Pictoplay Plus’s target audience falls between some narrowly-drawn lines — it’s far too easy for most adults who own an iPhone or iPod Touch, and we doubt there are many kids out there with their own device. If you’re looking for an application for your kids, Pictoplay Plus is not a bad option. It’s a very mild quiz game with impressive illustrations, but most adults won’t be too entertained by it.

The premise of Pictoplay Plus is simple. The computer will slowly reveal a line drawing of an object, and you have to quickly choose what it is from four available options. Often the drawings are fairly detailed, thus the entire appeal of the game is watching these objects gradually appear. Slight variations on this theme, like time trials or a disappearing ink challenge, put a minor spin on the action. Even with these alternate modes and dozens of pretty pictures, the core gameplay is extremely simplistic and will not put too much of a dent in your brain.

Pictoplay Plus only gets a little bit devious after you beat all of the main challenges, unlocking three bonus rounds that feature country outlines, historical figures and breeds of dog. Identifying an illustration of Abe Lincoln by the stovepipe hat is one thing, but how many 10-year-olds can recognize a map of Finland, or pick out the difference between a Pomeranian and a Daschund? This is when the adults may have to step in to “beat” the final stages of this otherwise basic game.

While Pictoplay Plus should be a decent game for second or third graders, a few of the answers might be too confusing for them. For example, the game will draw a picture of a flower, but the correct answer is actually “crocus,” a particular type of flower. But since they’re picking the answer from four choices, they could probably guess and learn a few new vocabulary words from this game.

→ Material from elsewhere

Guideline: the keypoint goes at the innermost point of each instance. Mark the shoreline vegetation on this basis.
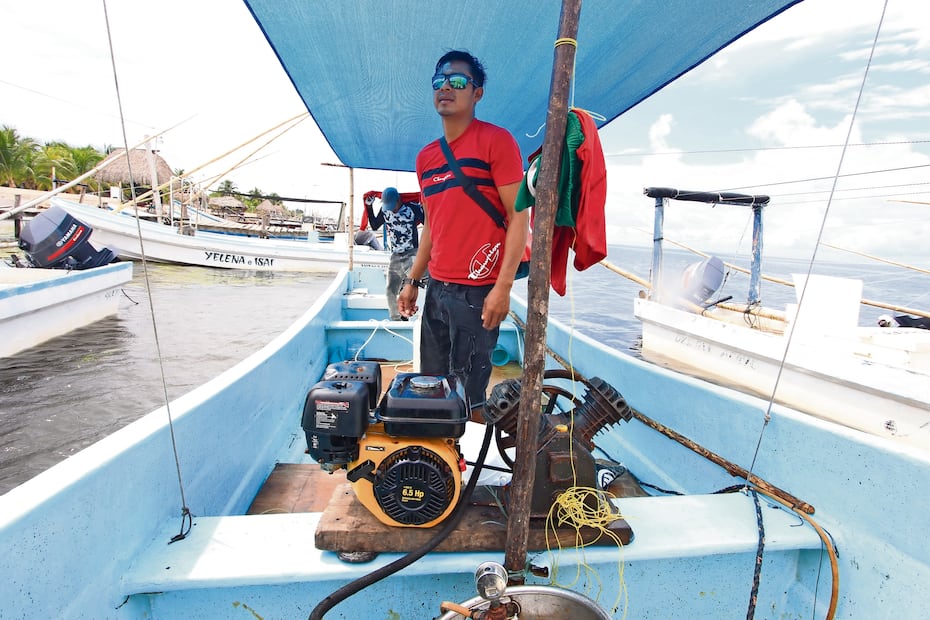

Even with 33 challenge rounds, an endless tournament mode and quiz-bowl style multiplayer for up to four players, Pictoplay Plus can feel repetitive after just an hour. A freestyle mode to draw your own pictures would have been an inspired choice, but this game settles for ordinary when it tries to promote artistic creativity. Pictoplay Plus might give young kids an art-based diversion, but it’s not worth buying for any other reason.